At first, metalurgy gave sculptor and architect the language with which to confound gravity. And since then, such technologies as plastic resins, polyesters and other man-made materials have given designers means to loose the bonds of Icarus.
Take for example a Rearing Stallion by Leo Steppat (Fig. 8-38 and detail) which is fabricated with forged iron. A massive work, it is built with metal plate — using an acetylene torch to cut the sheet iron before it is welded together. Cantilevered in space in defiance of gravity, Steppat’s virtuosic celebration of the instant in many ways rebuffs the stonecutter’s perennial quest for eternity.

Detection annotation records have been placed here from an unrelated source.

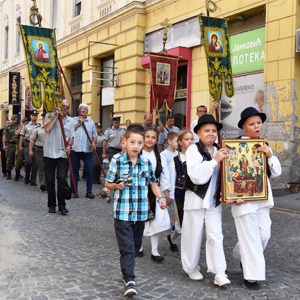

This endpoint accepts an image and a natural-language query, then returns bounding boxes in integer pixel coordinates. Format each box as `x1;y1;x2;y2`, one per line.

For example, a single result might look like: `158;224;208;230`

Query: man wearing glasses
43;99;74;215
190;101;219;143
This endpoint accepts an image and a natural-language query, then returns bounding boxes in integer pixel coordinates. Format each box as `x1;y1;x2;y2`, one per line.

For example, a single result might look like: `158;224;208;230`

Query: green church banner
19;25;62;112
229;27;265;74
199;16;234;101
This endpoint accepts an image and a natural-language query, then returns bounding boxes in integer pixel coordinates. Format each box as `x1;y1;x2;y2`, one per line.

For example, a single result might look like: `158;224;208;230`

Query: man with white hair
71;103;97;199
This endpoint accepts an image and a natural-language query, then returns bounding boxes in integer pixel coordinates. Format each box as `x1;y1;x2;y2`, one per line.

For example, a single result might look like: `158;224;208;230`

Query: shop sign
229;27;265;74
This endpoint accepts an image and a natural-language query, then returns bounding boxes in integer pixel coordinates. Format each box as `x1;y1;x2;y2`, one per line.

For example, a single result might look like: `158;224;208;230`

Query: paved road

Gravity seems to be “center-stage” in many pieces of Constructivist sculpture, such as Suspended (Fig. 8-39) by Menashe Kadishman, or David Smith’s Cock Fight (Fig. 8-40), both welded steel. But in the vast scheme of artistic expression, one can’t help but wonder if history will be as celebratory about paeans to gravitational freedom as to, say, Renaissance Humanism or Gothic piety.
Somewhat more hospitable to traditional Western cultural tradition are figurative sculptures in the Constructivist Style, such as Reg Butler’s Woman Standing, made of Bronze, wire and Sheet Metal (Fig. 8-41) and a polychromed piece entitled Holy Man I by Ida Kohlmeyer (Fig. 8-42). Though not especially optimistic about the development of Modern man, these works continue the dialogue regarding post-Renaissance civilization.

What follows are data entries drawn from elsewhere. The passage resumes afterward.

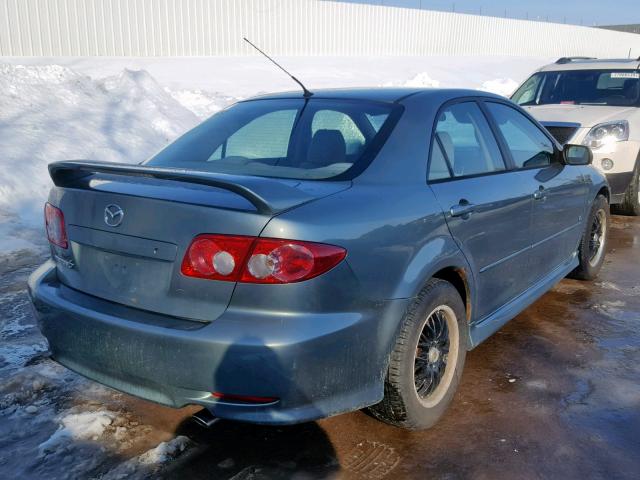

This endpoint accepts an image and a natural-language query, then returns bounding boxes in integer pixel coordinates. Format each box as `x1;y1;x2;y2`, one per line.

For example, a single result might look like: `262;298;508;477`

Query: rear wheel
614;166;640;216
369;279;467;430
570;195;610;280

Historically, when sculpture has been pressed into a narrative role in monolithic cultures such as Egyptian, Greek, or Medieval Christian, it has been as an architectural frieze. In more recent times, however, the French artist, Rodin ventured a story-telling work in bronze — his famous Burghers of Calais (Fig. 8-43, 1886-87), which Rodin meticulously “developed anatomically” in Plastilene before “clothing” them with “Flemish robes.”
For a contemporary studio artist to venture into this realm of narrative sculpture with only sheets of steel and a welding torch clearly requires real hutzpah. Notable in this regard is the work of Barbara Lekberg, exemplified by her welded-steel version of the Deposition (Fig. 8-44) seen above. Lekberg conjures with theatricality here, but her visible welding process provides sufficient psychic distance for the work to succeed.

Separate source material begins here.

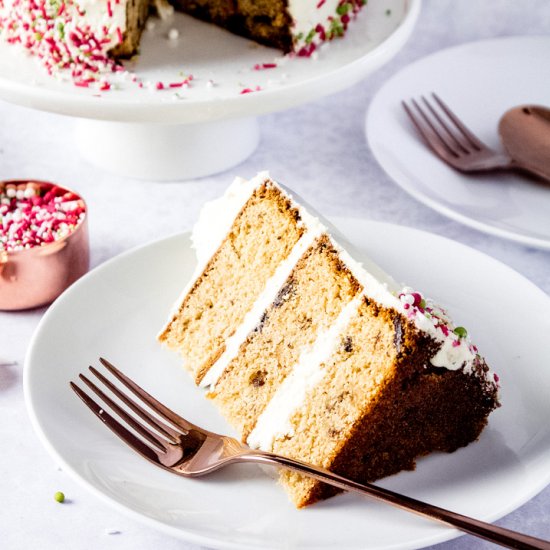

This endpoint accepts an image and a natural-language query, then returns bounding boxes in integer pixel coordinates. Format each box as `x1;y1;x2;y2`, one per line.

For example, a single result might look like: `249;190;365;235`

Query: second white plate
24;219;550;550
366;36;550;249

Where Constructivist Sculpture will lead us in the 21st Century is hard to predict in the opening decade, but it appears that the revolution in castables, vacuum injected molds, lightweight metals such as titanium, and a host of new resins now bonded with little more than paper to build airplanes, should easily render the time-honored processes of carving and bronze-casting obsolescent. One can predict, however, that as the pendulum swings inexorably toward higher levels of technology, we will also see a concomitant rise in the production of naive or Folk Art — as in the past — relying on simple materials such as fired clay and assemblages of wood or metal to express ideals of a less-urbane culture.
Inevitably, it seems the reductive process -whether graphic or three-dimensional — trends toward the linear as a baseline of rudimentary human “sign-making.” Divested of its tactile or planar aspect, Constructivist language appears to gravitate toward either Literary content or “pure aesthetic” expression. Illustrated works by Alberto Giacometti (Fig. 8-45) and Ibram Lassaw (Fig. 8-46) are somewhat akin to “program music,” while the more kinetic statements in Figs. 8-47 and 8-48 by Jose de Rivera and Naum Gabo express fundamental delight in aesthetic possibilities of the tensile materials, stainless steel and plastic.